Hacker News new | ask | show | jobs
by johbjo 1831 days ago
The point here is to do migrations live while clients randomly connect and stay connected for random time. When all old clients have disconnected, the old schema can be removed.

The point is not to let old clients work indefinitely.

In other versions of this idea, all views/procedures are prefixed with some revision-number but that looks messy.

1 comments

But what happens when schema Xn adds a column N, and schema Xn+1 removes it? The base schema, the source for all the views will contain all the columns Xn... from all the migrations until purged.

That purging is what has a lot of operational complexity. And renaming a column. All the rest is zero-downtime in PG already.

We have automated updates of schema. Installs are on-prem, and we support running multiple versions of our program at the same time (if there's a bug in new version, just use previous as workaround).

We rarely drop columns due to this, but haven't found it to be a huge issue. If we need to, we'll wait until the last supported version that has the column in its schema is retired. Then we'll add an explicit "drop column" to our schema file for the next version.

Views can perform arbitrary queries. They can achieve any kind of inference starting from the base data that's stored in tables. (Keep in mind that modern SQL is fully Turing-complete.) This makes any view-augmented database a viable source of rich, complex knowledge, not just mere information.
But I doubt unleashing the full expressive power of SQL is the point here. It would easily turn a moderately complicated "remove column" migration a real maintenance hell.

In the simplest form, when you add a column to some schema, it should be materialized in the base schema and exposed via the migration view.

The problems start when you add and remove 20 columns because even though they are no longer visible in migration schemas, they take up space in the base schema

@lallysingh, sorry, can't reply directly.
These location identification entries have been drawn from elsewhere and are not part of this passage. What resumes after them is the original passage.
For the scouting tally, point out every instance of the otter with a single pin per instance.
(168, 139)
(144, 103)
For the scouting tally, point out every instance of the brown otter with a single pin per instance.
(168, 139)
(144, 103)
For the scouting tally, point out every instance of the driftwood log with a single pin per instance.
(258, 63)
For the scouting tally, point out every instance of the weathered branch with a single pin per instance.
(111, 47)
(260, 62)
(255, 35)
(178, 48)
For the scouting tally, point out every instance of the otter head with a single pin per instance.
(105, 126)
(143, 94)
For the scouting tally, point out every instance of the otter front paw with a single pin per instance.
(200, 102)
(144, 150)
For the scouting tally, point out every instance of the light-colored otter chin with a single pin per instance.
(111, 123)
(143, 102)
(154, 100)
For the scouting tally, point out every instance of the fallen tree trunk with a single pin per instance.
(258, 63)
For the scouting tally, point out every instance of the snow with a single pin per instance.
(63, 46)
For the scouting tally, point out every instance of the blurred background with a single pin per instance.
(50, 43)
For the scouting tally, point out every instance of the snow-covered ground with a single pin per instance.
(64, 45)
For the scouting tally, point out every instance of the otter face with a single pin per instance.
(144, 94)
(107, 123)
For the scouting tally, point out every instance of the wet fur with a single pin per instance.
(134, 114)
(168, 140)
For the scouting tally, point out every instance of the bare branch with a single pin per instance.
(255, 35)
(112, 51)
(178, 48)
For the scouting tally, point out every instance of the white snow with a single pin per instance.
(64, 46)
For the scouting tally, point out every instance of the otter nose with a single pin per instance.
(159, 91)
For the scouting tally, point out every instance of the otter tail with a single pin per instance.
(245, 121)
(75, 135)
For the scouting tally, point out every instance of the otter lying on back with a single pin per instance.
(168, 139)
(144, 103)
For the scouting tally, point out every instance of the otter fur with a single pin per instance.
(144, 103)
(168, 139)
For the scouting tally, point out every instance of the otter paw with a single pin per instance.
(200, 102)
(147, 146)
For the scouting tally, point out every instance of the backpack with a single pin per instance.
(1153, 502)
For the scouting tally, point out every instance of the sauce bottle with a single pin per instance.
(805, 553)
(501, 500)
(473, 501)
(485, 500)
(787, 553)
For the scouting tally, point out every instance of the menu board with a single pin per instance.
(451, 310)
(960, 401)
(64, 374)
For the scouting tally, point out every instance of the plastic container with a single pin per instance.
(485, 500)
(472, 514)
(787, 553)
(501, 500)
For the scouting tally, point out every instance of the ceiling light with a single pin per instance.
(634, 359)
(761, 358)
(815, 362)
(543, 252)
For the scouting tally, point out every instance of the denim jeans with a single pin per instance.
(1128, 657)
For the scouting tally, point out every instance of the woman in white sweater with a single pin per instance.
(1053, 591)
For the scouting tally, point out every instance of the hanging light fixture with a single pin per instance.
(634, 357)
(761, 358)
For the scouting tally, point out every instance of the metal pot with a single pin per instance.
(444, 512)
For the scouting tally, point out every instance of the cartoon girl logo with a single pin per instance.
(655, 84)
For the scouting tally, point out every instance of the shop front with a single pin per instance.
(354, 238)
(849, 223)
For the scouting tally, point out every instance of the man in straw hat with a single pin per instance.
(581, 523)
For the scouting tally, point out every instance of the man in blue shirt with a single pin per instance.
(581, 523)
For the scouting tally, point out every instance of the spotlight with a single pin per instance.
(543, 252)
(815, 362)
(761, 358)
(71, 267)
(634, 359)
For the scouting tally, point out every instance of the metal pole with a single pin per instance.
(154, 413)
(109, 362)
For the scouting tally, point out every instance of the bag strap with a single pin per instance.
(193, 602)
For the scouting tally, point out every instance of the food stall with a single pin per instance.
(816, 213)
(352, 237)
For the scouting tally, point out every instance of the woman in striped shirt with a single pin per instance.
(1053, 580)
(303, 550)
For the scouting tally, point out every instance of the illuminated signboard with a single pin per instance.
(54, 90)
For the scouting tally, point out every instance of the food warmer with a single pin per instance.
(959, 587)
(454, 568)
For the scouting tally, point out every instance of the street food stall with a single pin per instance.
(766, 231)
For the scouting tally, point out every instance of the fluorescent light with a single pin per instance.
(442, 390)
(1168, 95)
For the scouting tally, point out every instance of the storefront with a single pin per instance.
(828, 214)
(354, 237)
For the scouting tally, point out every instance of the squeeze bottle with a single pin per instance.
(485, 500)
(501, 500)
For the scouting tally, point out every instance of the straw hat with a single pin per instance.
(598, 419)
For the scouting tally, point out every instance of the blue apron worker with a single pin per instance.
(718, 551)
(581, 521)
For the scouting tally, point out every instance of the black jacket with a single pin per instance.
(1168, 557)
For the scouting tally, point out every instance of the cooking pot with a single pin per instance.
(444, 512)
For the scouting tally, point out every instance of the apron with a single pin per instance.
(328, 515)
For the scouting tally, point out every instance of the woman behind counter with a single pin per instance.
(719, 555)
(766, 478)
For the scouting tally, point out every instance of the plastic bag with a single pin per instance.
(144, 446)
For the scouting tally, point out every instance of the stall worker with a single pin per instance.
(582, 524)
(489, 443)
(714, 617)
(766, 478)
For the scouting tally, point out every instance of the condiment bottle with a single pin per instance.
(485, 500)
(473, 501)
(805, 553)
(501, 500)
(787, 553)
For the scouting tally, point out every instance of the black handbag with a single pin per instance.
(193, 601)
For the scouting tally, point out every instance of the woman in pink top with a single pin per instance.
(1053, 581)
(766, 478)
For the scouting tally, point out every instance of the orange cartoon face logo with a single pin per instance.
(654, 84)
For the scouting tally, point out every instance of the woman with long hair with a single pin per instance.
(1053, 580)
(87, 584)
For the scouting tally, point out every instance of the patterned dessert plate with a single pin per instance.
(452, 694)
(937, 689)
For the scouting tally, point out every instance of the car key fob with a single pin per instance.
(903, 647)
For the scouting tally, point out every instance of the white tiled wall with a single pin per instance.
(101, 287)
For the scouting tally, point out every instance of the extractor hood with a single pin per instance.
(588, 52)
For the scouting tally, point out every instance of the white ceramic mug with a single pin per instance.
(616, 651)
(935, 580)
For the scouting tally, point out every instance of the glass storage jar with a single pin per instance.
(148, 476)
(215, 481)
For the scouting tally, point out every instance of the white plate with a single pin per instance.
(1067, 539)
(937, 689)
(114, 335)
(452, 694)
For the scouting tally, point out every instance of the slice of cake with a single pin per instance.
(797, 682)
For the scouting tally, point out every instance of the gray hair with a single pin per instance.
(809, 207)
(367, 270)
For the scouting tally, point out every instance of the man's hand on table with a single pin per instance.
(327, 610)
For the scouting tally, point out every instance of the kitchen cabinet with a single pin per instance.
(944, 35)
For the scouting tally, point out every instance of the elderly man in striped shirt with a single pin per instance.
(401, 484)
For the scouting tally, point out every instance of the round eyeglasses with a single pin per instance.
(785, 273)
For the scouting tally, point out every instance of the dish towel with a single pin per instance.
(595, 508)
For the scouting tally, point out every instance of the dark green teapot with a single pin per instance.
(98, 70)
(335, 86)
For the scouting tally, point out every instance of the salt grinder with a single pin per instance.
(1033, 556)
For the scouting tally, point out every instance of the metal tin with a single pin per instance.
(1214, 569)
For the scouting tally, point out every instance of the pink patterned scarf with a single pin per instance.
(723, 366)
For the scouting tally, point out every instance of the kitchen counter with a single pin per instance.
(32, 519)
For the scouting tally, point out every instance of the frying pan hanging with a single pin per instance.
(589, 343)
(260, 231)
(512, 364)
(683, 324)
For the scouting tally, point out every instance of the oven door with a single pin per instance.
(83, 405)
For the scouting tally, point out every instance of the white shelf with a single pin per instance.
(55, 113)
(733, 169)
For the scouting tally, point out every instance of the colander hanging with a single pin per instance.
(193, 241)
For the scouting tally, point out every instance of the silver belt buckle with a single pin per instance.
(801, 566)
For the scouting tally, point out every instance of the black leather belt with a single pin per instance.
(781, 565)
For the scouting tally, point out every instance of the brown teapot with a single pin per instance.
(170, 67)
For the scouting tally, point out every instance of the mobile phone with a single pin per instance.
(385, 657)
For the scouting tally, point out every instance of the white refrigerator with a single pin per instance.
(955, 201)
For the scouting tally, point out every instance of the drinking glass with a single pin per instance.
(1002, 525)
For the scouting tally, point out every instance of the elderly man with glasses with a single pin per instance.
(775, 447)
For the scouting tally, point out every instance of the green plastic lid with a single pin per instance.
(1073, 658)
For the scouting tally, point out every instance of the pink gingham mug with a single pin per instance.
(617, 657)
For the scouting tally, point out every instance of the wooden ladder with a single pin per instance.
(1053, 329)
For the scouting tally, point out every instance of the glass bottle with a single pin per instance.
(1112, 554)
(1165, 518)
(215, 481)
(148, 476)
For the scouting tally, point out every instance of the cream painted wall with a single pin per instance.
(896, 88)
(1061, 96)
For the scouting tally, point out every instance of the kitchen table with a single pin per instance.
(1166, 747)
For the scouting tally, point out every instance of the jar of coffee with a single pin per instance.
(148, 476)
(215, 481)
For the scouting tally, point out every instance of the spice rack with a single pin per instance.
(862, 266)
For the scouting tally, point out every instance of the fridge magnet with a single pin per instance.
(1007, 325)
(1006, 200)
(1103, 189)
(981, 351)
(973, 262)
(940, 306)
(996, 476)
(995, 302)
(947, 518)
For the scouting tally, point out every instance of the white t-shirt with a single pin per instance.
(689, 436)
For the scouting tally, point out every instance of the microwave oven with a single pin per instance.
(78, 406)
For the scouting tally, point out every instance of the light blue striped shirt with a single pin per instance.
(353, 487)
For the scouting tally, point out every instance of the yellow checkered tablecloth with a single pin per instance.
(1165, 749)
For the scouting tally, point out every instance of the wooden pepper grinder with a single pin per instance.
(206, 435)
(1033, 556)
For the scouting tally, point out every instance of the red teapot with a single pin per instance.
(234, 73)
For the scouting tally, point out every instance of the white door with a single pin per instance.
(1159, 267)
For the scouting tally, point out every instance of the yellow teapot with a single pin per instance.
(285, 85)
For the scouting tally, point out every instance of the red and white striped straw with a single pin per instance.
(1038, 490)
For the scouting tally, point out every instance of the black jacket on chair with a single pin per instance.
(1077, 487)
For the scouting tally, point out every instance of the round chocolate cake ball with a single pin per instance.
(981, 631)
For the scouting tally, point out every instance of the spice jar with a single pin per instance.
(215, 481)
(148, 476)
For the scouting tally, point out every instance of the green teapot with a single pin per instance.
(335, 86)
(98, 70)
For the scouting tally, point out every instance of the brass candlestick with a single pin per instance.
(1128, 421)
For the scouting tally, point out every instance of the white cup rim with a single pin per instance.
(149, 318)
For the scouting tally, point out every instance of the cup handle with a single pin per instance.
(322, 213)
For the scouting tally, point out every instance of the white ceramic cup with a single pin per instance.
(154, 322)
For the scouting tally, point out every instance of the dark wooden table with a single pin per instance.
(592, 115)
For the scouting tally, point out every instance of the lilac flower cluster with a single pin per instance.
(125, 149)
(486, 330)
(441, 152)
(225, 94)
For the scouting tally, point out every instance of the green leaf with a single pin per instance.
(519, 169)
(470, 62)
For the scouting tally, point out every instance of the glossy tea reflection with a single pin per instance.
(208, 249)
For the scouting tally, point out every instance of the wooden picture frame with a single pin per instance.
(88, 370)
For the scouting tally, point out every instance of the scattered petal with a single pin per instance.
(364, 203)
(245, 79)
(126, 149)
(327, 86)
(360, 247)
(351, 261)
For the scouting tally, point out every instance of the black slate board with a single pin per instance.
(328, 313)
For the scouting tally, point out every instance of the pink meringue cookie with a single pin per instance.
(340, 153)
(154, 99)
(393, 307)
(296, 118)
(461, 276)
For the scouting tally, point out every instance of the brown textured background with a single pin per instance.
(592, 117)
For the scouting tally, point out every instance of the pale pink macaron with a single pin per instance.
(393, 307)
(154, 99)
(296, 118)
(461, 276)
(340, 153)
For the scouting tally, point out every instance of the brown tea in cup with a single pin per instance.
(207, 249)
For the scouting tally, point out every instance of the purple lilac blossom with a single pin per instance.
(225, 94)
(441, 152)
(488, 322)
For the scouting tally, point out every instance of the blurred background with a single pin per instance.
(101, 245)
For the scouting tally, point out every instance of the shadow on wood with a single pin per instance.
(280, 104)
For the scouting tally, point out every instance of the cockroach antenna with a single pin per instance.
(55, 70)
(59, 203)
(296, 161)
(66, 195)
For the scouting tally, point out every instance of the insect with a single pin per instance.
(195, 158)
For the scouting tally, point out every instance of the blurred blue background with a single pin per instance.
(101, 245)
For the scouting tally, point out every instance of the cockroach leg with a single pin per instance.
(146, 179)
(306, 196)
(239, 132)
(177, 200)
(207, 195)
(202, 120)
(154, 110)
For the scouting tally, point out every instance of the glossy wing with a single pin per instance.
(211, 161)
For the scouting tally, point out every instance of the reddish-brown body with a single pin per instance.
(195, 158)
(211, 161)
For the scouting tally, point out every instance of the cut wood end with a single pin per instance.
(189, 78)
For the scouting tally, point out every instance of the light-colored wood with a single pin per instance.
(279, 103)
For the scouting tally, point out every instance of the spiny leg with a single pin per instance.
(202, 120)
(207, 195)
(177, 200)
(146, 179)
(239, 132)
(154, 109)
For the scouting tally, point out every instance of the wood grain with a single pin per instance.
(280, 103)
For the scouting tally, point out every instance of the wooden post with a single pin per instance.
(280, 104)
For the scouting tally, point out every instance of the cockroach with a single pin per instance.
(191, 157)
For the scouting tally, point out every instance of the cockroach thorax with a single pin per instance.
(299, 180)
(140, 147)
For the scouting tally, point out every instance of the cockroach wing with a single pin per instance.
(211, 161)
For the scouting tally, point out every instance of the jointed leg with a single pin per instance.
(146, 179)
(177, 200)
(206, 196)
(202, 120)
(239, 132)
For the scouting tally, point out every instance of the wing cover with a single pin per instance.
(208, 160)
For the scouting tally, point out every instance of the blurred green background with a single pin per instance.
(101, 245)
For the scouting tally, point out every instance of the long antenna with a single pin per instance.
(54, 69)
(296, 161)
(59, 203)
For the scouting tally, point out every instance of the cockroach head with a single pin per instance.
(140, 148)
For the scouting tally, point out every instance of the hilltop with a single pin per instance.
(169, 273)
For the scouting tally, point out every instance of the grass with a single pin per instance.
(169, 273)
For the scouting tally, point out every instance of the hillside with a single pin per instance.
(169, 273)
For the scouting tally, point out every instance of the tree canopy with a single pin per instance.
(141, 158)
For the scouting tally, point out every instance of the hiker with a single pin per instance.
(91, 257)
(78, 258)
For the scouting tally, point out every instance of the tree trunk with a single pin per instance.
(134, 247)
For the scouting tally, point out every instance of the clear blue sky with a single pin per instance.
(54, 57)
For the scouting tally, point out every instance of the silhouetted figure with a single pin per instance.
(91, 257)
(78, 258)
All I'm saying is that I don't think we need a full Turing-complete cannonball to hit the (relatively) small fly of no-downtime migrations.

Is it a silver-bullet? It's Turing-complete so high chances yes. But for me it has a high risk of causing a silver-poisoning.

Personally, I would stick with simpler solutions.

Butting in to say: Maximum reply depth is relative to the view. Just click on the comment's time and you will get a form with a reply field.
WOAH! I’ve been using HN for years and had NEVER realised that. And I honestly keep seeing people saying they can’t reply, either. This changes things!
Yes, this approach might actually decrease the power of your database as some things become much trickier. It might be worth trading of some expressive power of the database for smoother, less hands-on migrations though, which is what I'm going for.
That sounds like problems upstream of this technique. Are you complaining that it isn't a silver bullet or that it's so powerful that it'll be abused?
It would have to be in steps:

Add Xn+1: create new views without column. When no Xn clients remain: drop column from tables and drop schema Xn.

The point as I see it is to not break live client connections which expect the column to exist.

Yes, this is a very important insight! I think the author proposes this approach as replacement for regular schema migrations, whilst both approaches complement one another.

You can use views to make migrations that were previously tricky zero-downtime.

If that's not the case, then I mist've read the article wrong!

Edit: although when I think of it - if you want to eventually materialize old migration schemas into the base schema, you need to do the rename, too. Which is not zero-downtime because of new migration schemas that do the renaming automatically. Meaning changing views' definition, meaning lots of locking.

So, you still need maintenance windows to merge all the changes. Just not on every change. Otherwise the base schema will then eventually be completely out of sync and contain tons of old, unused columns.

You're right that the article doesn't mention how this can actually be practically used for migrations, but that is exactly what I had in mind. Maybe I'll write another one some day about the two-phase migrations combined with views.
But now you have the ability to merge multiple maintenance windows into one. Do for example the next 4 migrations with the view trick and the 5th is everytime applying all accumulated changes to the real tables.
Looking forward to your future blog posts! The rename thing got me really interested.
This is precisely the way I was imagining! I'm experimenting with creating a migration tool which will do this fully automatically.